Special to Express: Legality of FIR under Section 188 IPC

Section 188 IPC covers offences related to ‘contempt of lawful authority of public servants’. The provision specifically deals with the offence of disobedience to an order duly passed by a public servant.

July 19, 2020 10:54:20 am
The statutory power of the Police to investigate under the Code is not in any way controlled by Section 195 CrPC. 

Written by Dr Sarika Garg

In order to prevent violation of promulgation/notification issued by Distt Magistrate regarding the implementation of complete lockdown due to spread of the COVID-19 pandemic, Section 188 of the Indian Penal Code (IPC) has come into light. It is the penal provision which is invoked in case of non-compliance of the guidelines or directives contained in the notifications issued by the competent authority. In the present circumstances, it is necessary to understand this provision and its implication.
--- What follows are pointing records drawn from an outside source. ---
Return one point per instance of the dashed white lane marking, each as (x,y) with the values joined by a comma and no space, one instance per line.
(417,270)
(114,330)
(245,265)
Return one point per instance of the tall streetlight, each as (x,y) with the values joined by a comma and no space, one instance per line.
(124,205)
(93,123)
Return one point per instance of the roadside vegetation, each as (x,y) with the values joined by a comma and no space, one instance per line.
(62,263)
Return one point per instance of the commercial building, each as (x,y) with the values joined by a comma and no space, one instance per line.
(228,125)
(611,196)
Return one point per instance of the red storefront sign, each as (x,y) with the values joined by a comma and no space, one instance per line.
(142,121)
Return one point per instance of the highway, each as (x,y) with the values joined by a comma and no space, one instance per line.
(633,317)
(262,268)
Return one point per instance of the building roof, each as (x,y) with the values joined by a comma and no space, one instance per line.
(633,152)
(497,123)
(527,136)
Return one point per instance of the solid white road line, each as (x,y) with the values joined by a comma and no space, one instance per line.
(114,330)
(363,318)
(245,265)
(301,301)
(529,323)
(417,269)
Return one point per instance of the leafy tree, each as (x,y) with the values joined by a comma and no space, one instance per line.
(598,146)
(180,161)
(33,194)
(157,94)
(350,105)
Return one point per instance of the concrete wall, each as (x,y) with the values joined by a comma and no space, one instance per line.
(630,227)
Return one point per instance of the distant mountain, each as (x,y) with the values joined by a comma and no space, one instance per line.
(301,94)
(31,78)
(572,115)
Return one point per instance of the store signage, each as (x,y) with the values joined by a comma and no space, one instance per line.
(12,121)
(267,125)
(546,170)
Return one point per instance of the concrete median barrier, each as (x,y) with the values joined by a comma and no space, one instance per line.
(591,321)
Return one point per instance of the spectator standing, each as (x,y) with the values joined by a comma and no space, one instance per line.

Section 188 IPC covers offences related to ‘contempt of lawful authority of public servants’. The provision specifically deals with the offence of disobedience to an order duly passed by a public servant. As per this provision, any person who has the knowledge of an order passed by a competent public servant, by which he is directed to abstain from doing any act or a certain direction with respect to property possessed or held by him, disobeys such direction, he shall be liable to be punished under this section. Section 188 is a cognizable offence and thus, apart from powers of arrest without warrant which accrue to the police in such offences, the police can register a FIR and initiate investigation into such offence.

However, Section 195(1)(a) CrPC provides that no court shall take cognizance of any offence punishable under Section172 to S. 188 of the IPC except on a written complaint of the public servant concerned or of his superior. Along with barring private complaints, it also expressly bars a court from taking cognizance of this offence on the basis of a final report by the police.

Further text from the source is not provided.